The reform agenda championed by President Enrique Peña Nieto has made significant strides. The approval in December of a constitutional amendment to reverse a 75-year prohibition against private investment in the energy sector is the most significant reform enacted so far. “Tapping into Mexico’s vast oil potential should energize investment and growth throughout the economy,” stated Lisa Schineller, S&P’s New York–based managing director of sovereign ratings, on the same day the firm raised its sovereign debt rating on Mexico.

Mexico has also merited a commendation from financial titan Laurence Fink, co-founder, chairman and CEO of BlackRock, the world’s largest asset manager. “When you look at the world right now ... and you want to see which governments are actually doing something on the structural side that is good for their own economy that goes against their own popularity ... Mexico is right there,” Fink said in November at a New York Times DealBook Conference. “If I were 22 years old and I didn’t know what I wanted to do, I would move to Mexico right now because I think the opportunity is huge there,” he added.
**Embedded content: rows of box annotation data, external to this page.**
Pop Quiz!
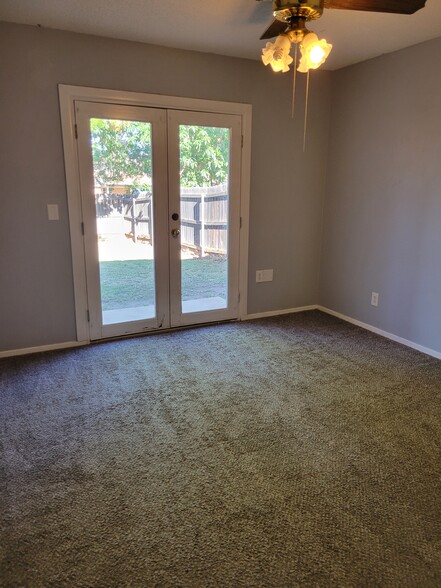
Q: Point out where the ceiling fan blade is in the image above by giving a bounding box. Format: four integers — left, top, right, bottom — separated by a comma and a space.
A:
260, 20, 288, 39
325, 0, 426, 14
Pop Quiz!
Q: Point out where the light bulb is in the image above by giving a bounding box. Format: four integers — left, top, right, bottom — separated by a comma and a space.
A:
298, 33, 332, 73
262, 33, 293, 72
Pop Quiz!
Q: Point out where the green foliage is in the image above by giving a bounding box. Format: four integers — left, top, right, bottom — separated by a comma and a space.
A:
90, 118, 230, 189
90, 118, 152, 186
179, 125, 230, 188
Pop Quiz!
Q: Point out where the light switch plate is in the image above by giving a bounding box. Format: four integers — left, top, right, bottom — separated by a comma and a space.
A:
47, 204, 60, 220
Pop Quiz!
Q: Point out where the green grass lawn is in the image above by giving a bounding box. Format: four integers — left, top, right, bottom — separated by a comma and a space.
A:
100, 257, 228, 311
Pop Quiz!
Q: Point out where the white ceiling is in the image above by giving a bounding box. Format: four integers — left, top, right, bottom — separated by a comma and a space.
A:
0, 0, 441, 70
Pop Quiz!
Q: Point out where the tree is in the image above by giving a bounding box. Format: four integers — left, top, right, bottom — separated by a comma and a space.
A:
179, 125, 230, 188
90, 118, 152, 186
90, 118, 230, 188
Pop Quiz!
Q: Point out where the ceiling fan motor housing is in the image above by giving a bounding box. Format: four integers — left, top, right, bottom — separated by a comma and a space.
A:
273, 0, 324, 22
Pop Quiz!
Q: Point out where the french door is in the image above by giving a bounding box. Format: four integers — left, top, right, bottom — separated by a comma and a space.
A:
75, 101, 242, 340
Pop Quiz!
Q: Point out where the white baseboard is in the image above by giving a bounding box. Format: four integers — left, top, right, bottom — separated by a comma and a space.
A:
241, 304, 317, 321
0, 341, 89, 359
316, 306, 441, 359
0, 304, 441, 359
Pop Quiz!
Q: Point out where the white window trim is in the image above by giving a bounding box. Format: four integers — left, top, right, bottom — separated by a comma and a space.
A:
58, 84, 252, 343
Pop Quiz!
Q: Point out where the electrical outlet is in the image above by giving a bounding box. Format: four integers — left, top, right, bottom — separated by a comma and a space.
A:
371, 292, 380, 306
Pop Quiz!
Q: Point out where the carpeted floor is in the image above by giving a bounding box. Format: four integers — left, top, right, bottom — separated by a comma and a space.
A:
0, 312, 441, 588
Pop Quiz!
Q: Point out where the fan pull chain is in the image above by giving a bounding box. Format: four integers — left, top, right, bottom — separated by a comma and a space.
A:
303, 69, 309, 153
291, 43, 298, 118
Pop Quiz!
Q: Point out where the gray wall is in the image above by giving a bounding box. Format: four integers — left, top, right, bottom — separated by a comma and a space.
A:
0, 23, 331, 351
320, 39, 441, 352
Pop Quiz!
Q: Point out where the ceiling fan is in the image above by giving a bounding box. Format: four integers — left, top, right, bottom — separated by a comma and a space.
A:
257, 0, 426, 151
257, 0, 426, 73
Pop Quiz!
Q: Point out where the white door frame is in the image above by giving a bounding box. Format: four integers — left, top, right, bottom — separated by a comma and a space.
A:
58, 84, 252, 343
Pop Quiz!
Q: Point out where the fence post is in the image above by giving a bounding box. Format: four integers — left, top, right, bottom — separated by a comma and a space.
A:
201, 194, 205, 257
131, 196, 136, 243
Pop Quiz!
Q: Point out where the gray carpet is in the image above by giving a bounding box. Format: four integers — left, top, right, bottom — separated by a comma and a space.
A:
0, 312, 441, 588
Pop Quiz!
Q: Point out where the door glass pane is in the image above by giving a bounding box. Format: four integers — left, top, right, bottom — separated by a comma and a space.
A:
179, 125, 230, 313
90, 118, 156, 325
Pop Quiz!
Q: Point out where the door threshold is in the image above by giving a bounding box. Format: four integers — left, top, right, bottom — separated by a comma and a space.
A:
90, 318, 240, 345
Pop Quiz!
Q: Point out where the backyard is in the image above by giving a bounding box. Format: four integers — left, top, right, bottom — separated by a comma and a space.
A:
100, 255, 227, 311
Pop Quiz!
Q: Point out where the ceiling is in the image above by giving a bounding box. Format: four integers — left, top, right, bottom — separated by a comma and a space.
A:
0, 0, 441, 70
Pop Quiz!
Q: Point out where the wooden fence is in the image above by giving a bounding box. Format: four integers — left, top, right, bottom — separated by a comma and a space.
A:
124, 184, 228, 255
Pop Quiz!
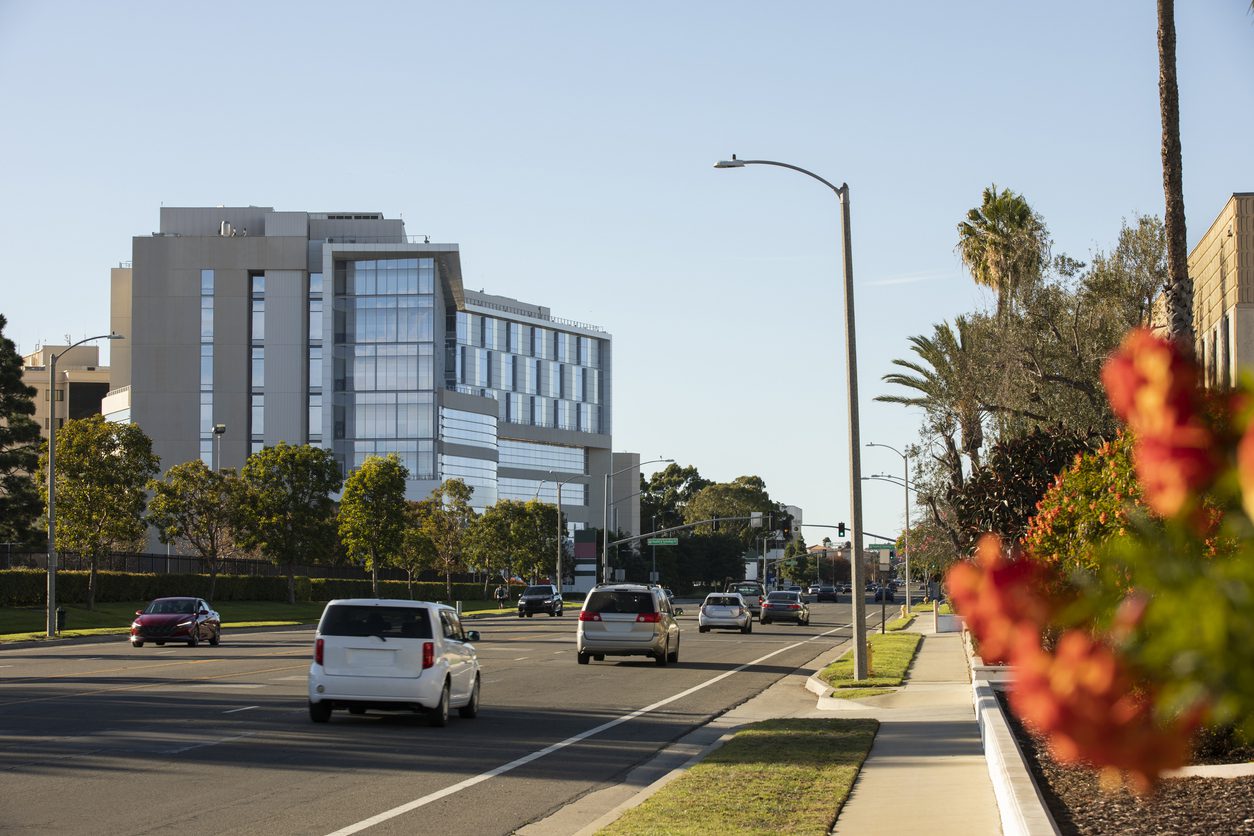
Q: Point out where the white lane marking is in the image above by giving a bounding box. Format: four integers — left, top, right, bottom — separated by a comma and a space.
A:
164, 732, 261, 755
329, 627, 840, 836
183, 682, 266, 688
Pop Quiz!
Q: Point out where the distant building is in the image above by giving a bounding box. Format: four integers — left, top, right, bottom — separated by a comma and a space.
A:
1189, 192, 1254, 386
105, 207, 640, 589
21, 345, 109, 439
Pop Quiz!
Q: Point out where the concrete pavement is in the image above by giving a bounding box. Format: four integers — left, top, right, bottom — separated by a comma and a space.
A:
529, 618, 1002, 836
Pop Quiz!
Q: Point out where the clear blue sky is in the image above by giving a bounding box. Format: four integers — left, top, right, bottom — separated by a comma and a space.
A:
0, 0, 1254, 543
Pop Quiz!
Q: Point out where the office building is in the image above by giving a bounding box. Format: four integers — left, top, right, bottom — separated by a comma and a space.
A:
105, 207, 627, 589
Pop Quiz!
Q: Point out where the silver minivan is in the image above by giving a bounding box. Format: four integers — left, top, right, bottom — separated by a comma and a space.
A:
576, 584, 680, 666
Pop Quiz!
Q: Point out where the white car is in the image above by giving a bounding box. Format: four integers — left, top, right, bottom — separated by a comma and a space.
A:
697, 592, 754, 633
310, 598, 479, 726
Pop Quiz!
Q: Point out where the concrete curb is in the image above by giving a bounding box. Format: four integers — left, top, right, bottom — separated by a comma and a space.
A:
972, 679, 1061, 836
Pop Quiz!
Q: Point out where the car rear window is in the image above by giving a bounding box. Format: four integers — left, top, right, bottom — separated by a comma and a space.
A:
319, 604, 431, 639
583, 589, 653, 613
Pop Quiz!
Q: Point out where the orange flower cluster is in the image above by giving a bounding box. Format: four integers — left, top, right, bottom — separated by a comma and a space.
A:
947, 535, 1198, 792
1102, 328, 1218, 516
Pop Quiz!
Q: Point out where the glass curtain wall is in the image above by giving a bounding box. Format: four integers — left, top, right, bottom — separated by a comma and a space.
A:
332, 258, 436, 479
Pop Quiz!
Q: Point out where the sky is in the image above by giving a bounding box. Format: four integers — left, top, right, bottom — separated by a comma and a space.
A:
0, 0, 1254, 543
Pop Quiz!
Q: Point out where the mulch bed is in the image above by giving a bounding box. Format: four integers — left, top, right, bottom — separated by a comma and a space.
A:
997, 691, 1254, 836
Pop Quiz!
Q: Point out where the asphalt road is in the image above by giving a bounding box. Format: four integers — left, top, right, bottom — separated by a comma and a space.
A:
0, 603, 880, 836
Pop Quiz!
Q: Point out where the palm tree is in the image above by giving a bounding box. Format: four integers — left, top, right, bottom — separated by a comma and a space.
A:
875, 316, 984, 471
1159, 0, 1188, 351
958, 183, 1050, 317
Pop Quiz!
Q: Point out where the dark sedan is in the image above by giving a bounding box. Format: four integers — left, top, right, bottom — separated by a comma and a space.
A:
130, 598, 222, 647
759, 592, 810, 627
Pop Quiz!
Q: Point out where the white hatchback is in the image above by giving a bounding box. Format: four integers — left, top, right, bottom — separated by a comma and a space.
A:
697, 592, 754, 633
310, 598, 479, 726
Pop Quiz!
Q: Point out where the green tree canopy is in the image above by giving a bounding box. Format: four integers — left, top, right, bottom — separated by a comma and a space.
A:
339, 454, 409, 598
39, 415, 161, 609
0, 315, 40, 543
241, 441, 342, 603
148, 459, 245, 600
414, 479, 475, 600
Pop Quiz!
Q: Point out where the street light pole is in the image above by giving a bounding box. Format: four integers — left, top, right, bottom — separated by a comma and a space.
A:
715, 154, 868, 679
48, 333, 123, 638
601, 454, 675, 583
867, 441, 910, 615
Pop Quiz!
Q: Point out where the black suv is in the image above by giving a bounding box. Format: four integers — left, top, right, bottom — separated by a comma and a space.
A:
518, 584, 562, 618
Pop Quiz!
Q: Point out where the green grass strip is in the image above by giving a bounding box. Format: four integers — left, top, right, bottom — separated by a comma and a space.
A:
819, 633, 923, 688
599, 719, 879, 836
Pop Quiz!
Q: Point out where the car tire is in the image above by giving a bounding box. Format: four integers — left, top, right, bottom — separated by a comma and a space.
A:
458, 673, 479, 719
310, 702, 331, 723
426, 682, 449, 728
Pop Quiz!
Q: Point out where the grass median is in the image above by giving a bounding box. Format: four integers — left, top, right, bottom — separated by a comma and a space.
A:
599, 719, 879, 835
0, 600, 517, 644
819, 632, 923, 699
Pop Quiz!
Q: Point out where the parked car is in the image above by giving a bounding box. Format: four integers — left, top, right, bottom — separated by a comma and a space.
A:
724, 580, 766, 618
308, 598, 479, 726
574, 583, 680, 666
130, 598, 222, 647
697, 592, 754, 633
518, 584, 562, 618
759, 592, 810, 627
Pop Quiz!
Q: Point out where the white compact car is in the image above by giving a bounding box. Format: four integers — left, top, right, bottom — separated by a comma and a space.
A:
697, 592, 754, 633
310, 598, 479, 726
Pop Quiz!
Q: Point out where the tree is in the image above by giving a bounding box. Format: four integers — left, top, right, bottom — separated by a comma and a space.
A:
640, 464, 712, 529
339, 454, 409, 598
0, 315, 40, 543
241, 441, 342, 604
683, 476, 782, 545
148, 459, 245, 600
1159, 0, 1193, 351
415, 479, 475, 600
39, 415, 161, 609
958, 184, 1050, 316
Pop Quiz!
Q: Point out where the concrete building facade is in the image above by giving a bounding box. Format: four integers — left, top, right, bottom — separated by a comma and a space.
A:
105, 207, 638, 588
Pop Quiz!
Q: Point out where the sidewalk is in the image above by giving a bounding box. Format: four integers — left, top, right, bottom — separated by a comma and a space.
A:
518, 617, 1002, 836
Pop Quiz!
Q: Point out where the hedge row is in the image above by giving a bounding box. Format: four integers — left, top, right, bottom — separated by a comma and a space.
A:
0, 569, 490, 607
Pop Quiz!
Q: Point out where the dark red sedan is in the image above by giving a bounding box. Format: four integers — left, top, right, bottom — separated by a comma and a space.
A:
130, 598, 222, 647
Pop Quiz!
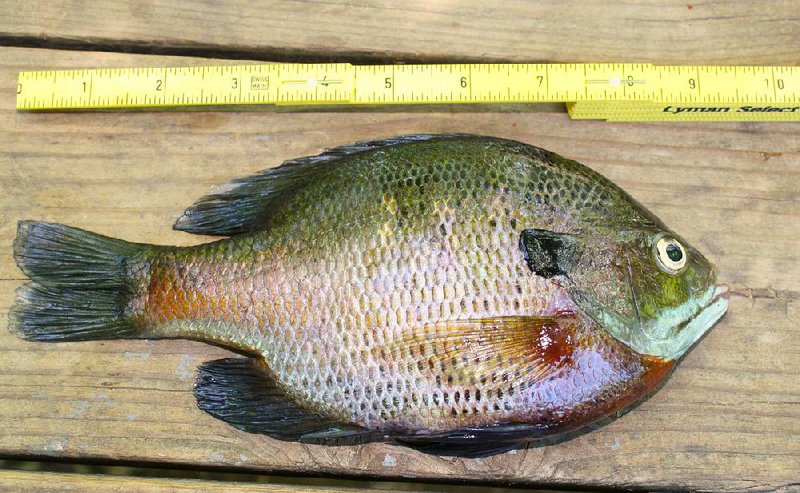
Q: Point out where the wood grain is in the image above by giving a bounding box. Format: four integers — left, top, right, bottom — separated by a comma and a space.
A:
0, 0, 800, 64
0, 48, 800, 491
0, 470, 400, 493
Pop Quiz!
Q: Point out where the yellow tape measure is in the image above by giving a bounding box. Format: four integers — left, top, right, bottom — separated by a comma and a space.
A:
17, 63, 800, 121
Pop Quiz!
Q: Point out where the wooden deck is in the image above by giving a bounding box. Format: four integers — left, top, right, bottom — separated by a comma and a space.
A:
0, 0, 800, 491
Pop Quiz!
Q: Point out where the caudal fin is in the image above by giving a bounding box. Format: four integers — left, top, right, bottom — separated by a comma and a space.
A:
9, 221, 142, 342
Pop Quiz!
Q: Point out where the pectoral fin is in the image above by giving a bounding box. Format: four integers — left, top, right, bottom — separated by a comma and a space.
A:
389, 314, 581, 392
194, 358, 371, 443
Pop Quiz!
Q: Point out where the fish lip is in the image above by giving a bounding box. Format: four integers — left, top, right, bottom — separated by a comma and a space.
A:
663, 284, 730, 359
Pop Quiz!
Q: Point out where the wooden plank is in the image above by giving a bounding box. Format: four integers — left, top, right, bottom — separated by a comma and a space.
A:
0, 48, 800, 490
0, 0, 800, 64
0, 470, 400, 493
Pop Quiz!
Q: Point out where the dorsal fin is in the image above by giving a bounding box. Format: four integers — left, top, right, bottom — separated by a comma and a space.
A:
173, 134, 475, 236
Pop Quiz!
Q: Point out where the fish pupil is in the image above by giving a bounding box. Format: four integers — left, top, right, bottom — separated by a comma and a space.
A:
667, 243, 683, 262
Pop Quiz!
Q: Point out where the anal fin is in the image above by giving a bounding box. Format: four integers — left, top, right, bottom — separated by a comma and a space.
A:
194, 358, 372, 444
392, 423, 545, 458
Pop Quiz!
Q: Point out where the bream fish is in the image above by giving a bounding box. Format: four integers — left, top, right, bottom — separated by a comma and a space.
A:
10, 135, 727, 456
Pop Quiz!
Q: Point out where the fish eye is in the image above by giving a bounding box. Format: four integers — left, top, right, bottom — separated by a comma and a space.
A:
655, 236, 686, 274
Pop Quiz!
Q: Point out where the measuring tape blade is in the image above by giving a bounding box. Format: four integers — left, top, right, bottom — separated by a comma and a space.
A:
17, 63, 800, 121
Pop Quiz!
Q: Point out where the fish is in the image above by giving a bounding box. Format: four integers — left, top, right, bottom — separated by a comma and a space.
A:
9, 134, 728, 457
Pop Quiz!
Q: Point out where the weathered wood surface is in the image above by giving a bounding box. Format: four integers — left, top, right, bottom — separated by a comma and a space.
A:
0, 0, 800, 64
0, 48, 800, 490
0, 470, 400, 493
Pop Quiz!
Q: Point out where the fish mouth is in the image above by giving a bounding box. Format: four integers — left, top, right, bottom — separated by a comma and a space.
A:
662, 284, 730, 359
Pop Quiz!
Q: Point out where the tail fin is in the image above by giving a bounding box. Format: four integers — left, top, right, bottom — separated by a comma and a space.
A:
9, 221, 142, 342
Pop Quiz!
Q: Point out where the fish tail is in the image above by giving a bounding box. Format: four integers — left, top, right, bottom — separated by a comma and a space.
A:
9, 221, 145, 342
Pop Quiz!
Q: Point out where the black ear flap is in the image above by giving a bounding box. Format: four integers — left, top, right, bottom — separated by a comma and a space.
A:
519, 229, 576, 278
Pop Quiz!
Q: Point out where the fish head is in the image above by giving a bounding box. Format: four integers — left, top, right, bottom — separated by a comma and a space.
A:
524, 225, 728, 360
608, 229, 728, 359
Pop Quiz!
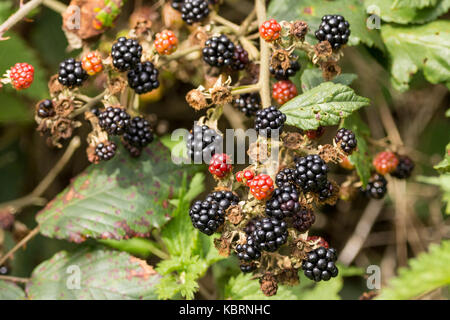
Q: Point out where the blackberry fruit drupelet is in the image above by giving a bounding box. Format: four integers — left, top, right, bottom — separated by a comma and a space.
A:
128, 61, 159, 94
255, 106, 286, 138
202, 34, 235, 67
247, 218, 288, 252
186, 125, 222, 163
302, 247, 339, 282
334, 128, 358, 155
266, 185, 300, 220
269, 60, 300, 80
294, 155, 328, 192
189, 200, 225, 236
98, 107, 130, 135
275, 168, 294, 188
181, 0, 209, 24
58, 58, 88, 88
363, 174, 387, 199
123, 117, 153, 148
233, 93, 261, 117
111, 37, 142, 72
95, 141, 117, 161
315, 15, 350, 49
37, 99, 55, 118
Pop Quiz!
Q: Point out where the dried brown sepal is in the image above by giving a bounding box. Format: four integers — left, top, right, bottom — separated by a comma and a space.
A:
226, 205, 244, 226
259, 272, 278, 297
270, 49, 291, 71
320, 61, 341, 81
186, 89, 209, 110
289, 21, 309, 42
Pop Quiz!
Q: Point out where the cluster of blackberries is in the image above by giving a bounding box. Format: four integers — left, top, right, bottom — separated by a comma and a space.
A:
315, 15, 350, 49
111, 37, 159, 94
255, 106, 286, 138
233, 93, 261, 117
186, 125, 223, 163
269, 60, 300, 80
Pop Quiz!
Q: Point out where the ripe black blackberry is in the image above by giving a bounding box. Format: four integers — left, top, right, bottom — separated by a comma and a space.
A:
58, 58, 88, 88
231, 44, 250, 70
391, 155, 415, 179
98, 107, 130, 135
123, 116, 153, 148
239, 262, 256, 273
266, 184, 300, 220
111, 37, 142, 72
334, 128, 358, 154
171, 0, 184, 11
189, 200, 225, 236
37, 99, 55, 118
269, 60, 300, 80
294, 154, 328, 192
181, 0, 209, 24
205, 190, 239, 210
275, 168, 295, 188
186, 125, 223, 164
315, 15, 350, 49
128, 61, 159, 94
302, 247, 339, 282
95, 141, 117, 161
292, 207, 316, 232
202, 34, 234, 67
362, 173, 387, 199
233, 93, 261, 117
255, 106, 286, 137
235, 236, 261, 262
247, 218, 288, 252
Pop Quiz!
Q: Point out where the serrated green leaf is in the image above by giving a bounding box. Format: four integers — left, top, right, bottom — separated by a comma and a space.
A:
301, 68, 358, 92
268, 0, 384, 50
381, 21, 450, 90
417, 173, 450, 214
280, 82, 369, 130
0, 280, 25, 300
342, 112, 372, 187
36, 142, 200, 242
377, 240, 450, 300
27, 248, 161, 300
364, 0, 450, 25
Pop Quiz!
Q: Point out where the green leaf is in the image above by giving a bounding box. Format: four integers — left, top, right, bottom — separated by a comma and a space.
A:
377, 240, 450, 300
433, 143, 450, 173
417, 173, 450, 214
27, 248, 161, 300
381, 21, 450, 90
391, 0, 438, 9
0, 280, 25, 300
268, 0, 384, 50
342, 112, 372, 187
280, 82, 369, 130
0, 31, 48, 100
364, 0, 450, 24
36, 142, 200, 242
301, 68, 358, 92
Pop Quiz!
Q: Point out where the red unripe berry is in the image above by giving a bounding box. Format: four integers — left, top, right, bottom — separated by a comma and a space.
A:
154, 30, 178, 55
9, 63, 34, 90
208, 153, 233, 179
81, 51, 103, 76
236, 169, 255, 186
272, 80, 298, 104
259, 19, 281, 42
305, 126, 325, 140
373, 151, 398, 175
248, 174, 274, 200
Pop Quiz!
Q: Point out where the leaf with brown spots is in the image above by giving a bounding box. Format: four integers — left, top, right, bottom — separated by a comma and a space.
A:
37, 142, 197, 242
26, 248, 161, 300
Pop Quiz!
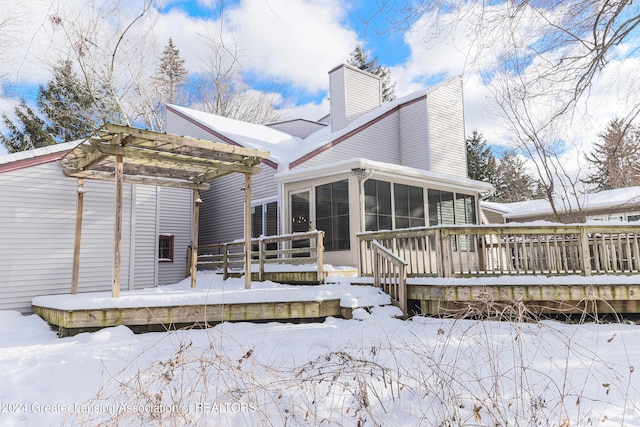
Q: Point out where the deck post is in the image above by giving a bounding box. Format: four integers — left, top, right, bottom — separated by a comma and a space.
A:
316, 231, 324, 283
111, 154, 124, 298
244, 173, 251, 289
191, 188, 202, 288
71, 178, 85, 294
580, 227, 591, 276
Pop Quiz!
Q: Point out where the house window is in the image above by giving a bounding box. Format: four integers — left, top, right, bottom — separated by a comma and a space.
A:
364, 179, 424, 231
158, 235, 173, 262
393, 184, 424, 228
364, 179, 393, 231
251, 202, 278, 238
251, 202, 278, 258
428, 190, 456, 225
428, 190, 476, 251
456, 193, 476, 224
316, 179, 351, 251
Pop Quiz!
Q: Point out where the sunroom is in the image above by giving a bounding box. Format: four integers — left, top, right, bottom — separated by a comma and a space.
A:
276, 159, 493, 266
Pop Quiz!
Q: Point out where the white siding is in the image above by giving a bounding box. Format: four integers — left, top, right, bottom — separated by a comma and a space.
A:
0, 162, 131, 311
156, 187, 193, 285
299, 112, 400, 168
427, 78, 467, 178
398, 99, 430, 170
329, 65, 382, 132
199, 164, 282, 245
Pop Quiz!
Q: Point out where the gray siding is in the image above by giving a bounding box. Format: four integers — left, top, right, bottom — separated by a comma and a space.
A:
267, 120, 325, 138
296, 112, 400, 169
199, 165, 282, 245
156, 187, 193, 285
398, 99, 430, 170
0, 162, 131, 311
167, 112, 281, 245
131, 185, 158, 289
427, 78, 467, 177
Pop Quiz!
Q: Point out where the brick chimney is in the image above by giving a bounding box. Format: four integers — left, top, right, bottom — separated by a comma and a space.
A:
329, 64, 382, 132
The move to open the energy sector to private investment is not expected to deliver an immediate boost to the economy. “All of the reforms are expected to propel growth in the coming years, but we believe that for 2014 the effect is not going to be so clear,” says Calvo. Instead, Mexico will benefit from a growing consumer sector at home and economic growth in the U.S.

Gerardo Rodriguez, a former Mexican undersecretary of Finance and Public Credit who is now a senior member of BlackRock’s emerging-markets team, rates the country’s financial sector second only to its energy sector as an attractive destination for investors. “Mexico has one of the most sophisticated financial markets of the emerging world, especially local fixed-income markets — not so much on the equity side,” he says. “There are different ways in which you can express a view on the country. And that certainly adds flexibility to the economy.” Rodriguez particularly likes Banorte (Banco Mercantil del Norte), the nation’s third-largest bank by assets, with $120 billion as of September 30, and BanRegio (Banco Regional de Monterey). The economic climate presents an opportune time for smaller banks to expand, he says.

Mexico’s financial sector also scores highly on the BlackRock sovereign risk index. Although Mexico ranks a modest 31 overall out of 48 ranked countries, the country’s financial sector comes in second place, just after that of the U.S. [See interactive index.]

The ability of the banking system to expand its lending will create investment opportunities, according to Rodriguez. “Being a medium-income country, clearly as the middle class has been developing, people demand basic services — say, health care, education, certainly housing. There are a lot of good scenarios there that can become potential investment areas,” he says.